On Friday, a memorial site at the scene of the crash grew as friends and members of the department remembered Beitel, who, like Nesheiwat, was a local graduate who desired to become a police officer.

Gang said Beitel joined the Marine Corps after graduation, where he gained an almost obsessive compulsion with exercise.

Upon his return, police work was a natural fit for him, she said.

“I have several police officer friends, but Milburn was almost on another level,” she said. “He loved being a cop more than anyone.”

But on his off-time, Beitel was always willing to support his friends in their own endeavors, Gang said.

He was even supposed to take a few days off this weekend to watch Gang race off-road vehicles in California. Gang said she will still race.

“I’m out here for him,” she said.

Between his time spent at the gym, at work, with friends and with his dog, Winston, Beitel was always busy, she said.

He was a positive, honest, loving person, she said, and wasn’t one to dwell on the negatives of life.

He wasn’t chasing a dream, he was living it, she said.

“I really, truly think he lived his life the way he wanted to every day,” she said. “He told us all the time he was so happy to wake up in the morning and go to work.”

A close friend in the Police Department, who preferred anonymity, said she met Beitel a year and a half ago and he immediately made an impression.

“When he came into our briefing room, he was always the loudest person you ever heard. He always had something quick-witted to say. Always a smile,” said the friend.

He took his job very seriously, she said. He was the type who’d always come home disappointed if he didn’t make an arrest.

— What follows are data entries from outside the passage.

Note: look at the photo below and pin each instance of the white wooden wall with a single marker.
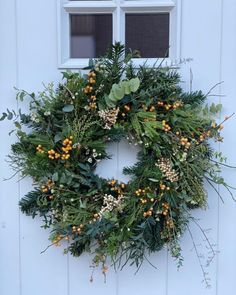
(28, 57)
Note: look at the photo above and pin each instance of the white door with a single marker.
(35, 42)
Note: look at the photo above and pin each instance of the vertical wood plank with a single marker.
(201, 40)
(36, 27)
(226, 283)
(10, 271)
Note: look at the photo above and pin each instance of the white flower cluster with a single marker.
(110, 203)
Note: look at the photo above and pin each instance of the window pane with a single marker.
(148, 33)
(91, 34)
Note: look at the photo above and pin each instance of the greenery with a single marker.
(65, 135)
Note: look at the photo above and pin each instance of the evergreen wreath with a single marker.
(68, 128)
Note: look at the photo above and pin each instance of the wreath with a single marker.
(65, 135)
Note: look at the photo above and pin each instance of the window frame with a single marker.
(117, 8)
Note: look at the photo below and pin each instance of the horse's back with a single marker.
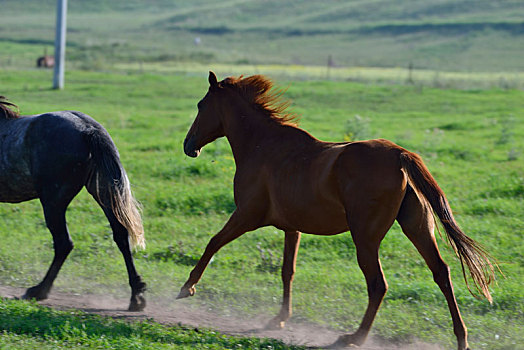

“He was disappointed if he didn’t catch a bad guy, because the streets weren’t safer,” she said.

Away from work, she said Beitel took his personal life as seriously as his job.

If a friend was in a pinch — stuck at a bar after a few too many drinks, or just in need of an extra hand on moving day — he’d drop his own activities immediately, no matter what plans he had.

Beitel had about five tattoos on various parts of his body, including one that signified his time in the Marine Corps, she said.

But the one she remembered most, she said, was a pair of wings he’d had tattooed on his back and shoulders.

“Ironically, he pretty much is an angel now,” she said.

Review-Journal writer Brian Haynes contributed to this report.